Action to improve gay men's health and the availability of appropriate health care are human rights imperatives. Any institution that values human rights should value these imperatives.
But despite Pope Benedict XVI's seemingly pro-condom statement last year, it went notably unmentioned by any Vatican-affiliated speaker at this conference. In the face of blatant Vatican opposition to the use of condoms, my colleagues and I admitted that we cannot deny changing behavior is an important way to prevent HIV and other sexually transmitted diseases. Still, we encouraged an acknowledgement of all the other means of preventing HIV transmission. That means encouraging the use of condoms as safe, effective barriers to HIV transmission - absent of any moral valuation, other than their ability to save lives.

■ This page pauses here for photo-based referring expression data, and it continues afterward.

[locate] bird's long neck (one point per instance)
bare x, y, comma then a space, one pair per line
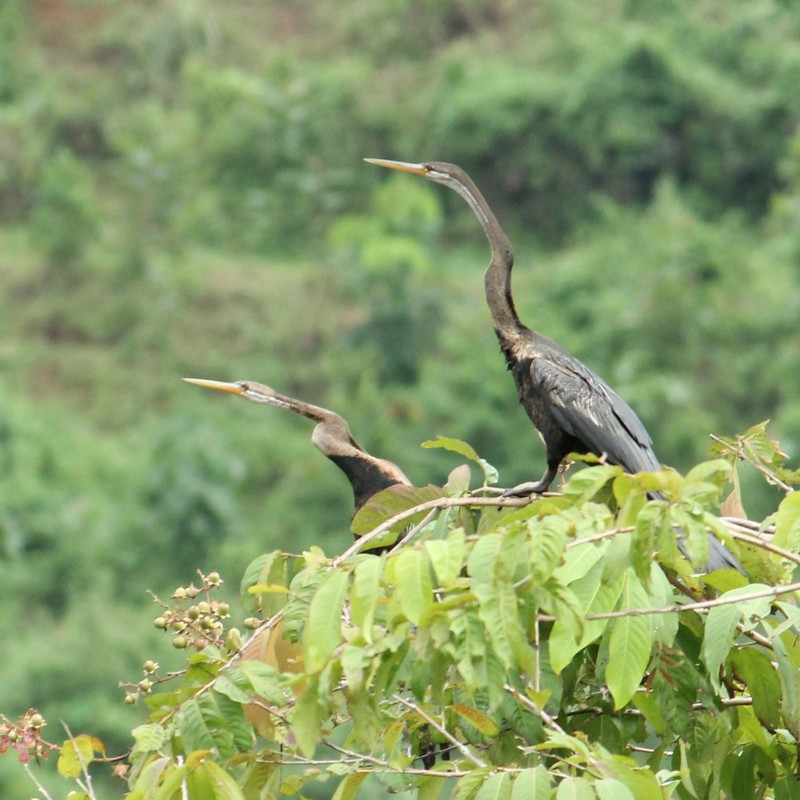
497, 282
367, 475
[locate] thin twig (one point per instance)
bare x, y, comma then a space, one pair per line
27, 767
772, 591
739, 449
436, 503
535, 707
413, 531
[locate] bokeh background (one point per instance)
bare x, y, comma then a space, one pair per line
182, 194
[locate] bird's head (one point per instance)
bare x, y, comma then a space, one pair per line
438, 171
249, 390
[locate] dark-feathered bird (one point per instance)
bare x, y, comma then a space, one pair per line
573, 410
367, 474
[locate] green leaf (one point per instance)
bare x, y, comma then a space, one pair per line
483, 724
787, 523
414, 584
630, 643
548, 537
349, 787
495, 787
267, 569
787, 788
204, 727
755, 667
307, 719
223, 784
322, 633
721, 626
447, 556
468, 785
148, 737
586, 483
612, 789
790, 686
466, 450
568, 635
389, 503
76, 755
575, 789
365, 593
532, 784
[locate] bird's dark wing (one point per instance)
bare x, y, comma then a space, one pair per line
593, 413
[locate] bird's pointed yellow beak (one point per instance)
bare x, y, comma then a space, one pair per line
222, 386
403, 166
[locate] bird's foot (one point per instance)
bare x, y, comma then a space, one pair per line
526, 489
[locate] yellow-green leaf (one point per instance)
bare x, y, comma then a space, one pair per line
630, 643
322, 633
477, 719
414, 584
76, 754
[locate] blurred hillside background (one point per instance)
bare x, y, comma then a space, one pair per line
182, 194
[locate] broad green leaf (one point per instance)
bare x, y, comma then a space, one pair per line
224, 785
532, 784
266, 570
148, 737
630, 643
499, 612
307, 719
612, 789
204, 727
468, 785
718, 470
482, 560
578, 560
790, 687
483, 724
721, 626
586, 483
322, 633
76, 755
640, 784
389, 503
548, 538
787, 788
755, 667
348, 788
495, 787
466, 450
787, 523
447, 556
575, 789
414, 584
568, 635
365, 593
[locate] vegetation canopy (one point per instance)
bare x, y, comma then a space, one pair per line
500, 648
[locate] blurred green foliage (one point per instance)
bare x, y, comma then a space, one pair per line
182, 193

While in technical terms, research proving the preventive efficacy of condom use is not in the same scientific league as, say, heliocentrism (the astronomical model in which the Earth and planets revolve around a stationary Sun; vehemently opposed by Pope Urban VIII), acknowledging its truth and adapting policy can certainly save millions more lives than any of Galileo's theories. Students of history are fully aware of how long such revolutionary changes in doctrine take to enact, much less their official recognition, as in the case of the Roman Catholic Church's evolving attitude toward Galileo. With the fate of millions of lives hanging in the balance, though, vulnerable populations worldwide cannot afford to wait three and a half centuries for a doctrinal shift about the propriety of condom use.
I wish that, similar to the tidy conclusion with which Angels and Demons ends, I could close the chapter on this experience in my life with equal tidiness. I cannot. But I cling to hope for a future in which the centrality of each and every person is the motivation for our mutual efforts to eradicate HIV - including those spearheaded by the Roman Catholic Church.
Am I naive to be hopeful when 30 years is merely a drop in the ocean of time it takes the Vatican to adjust to the realities of its followers' day-to-day lives? To quote Professor Langdon: "No, no, not naive. Innocent maybe, but that is not a crime."
Joe (Jose) Zuniga is President of the International Association of Physicians in AIDS Care (IAPAC).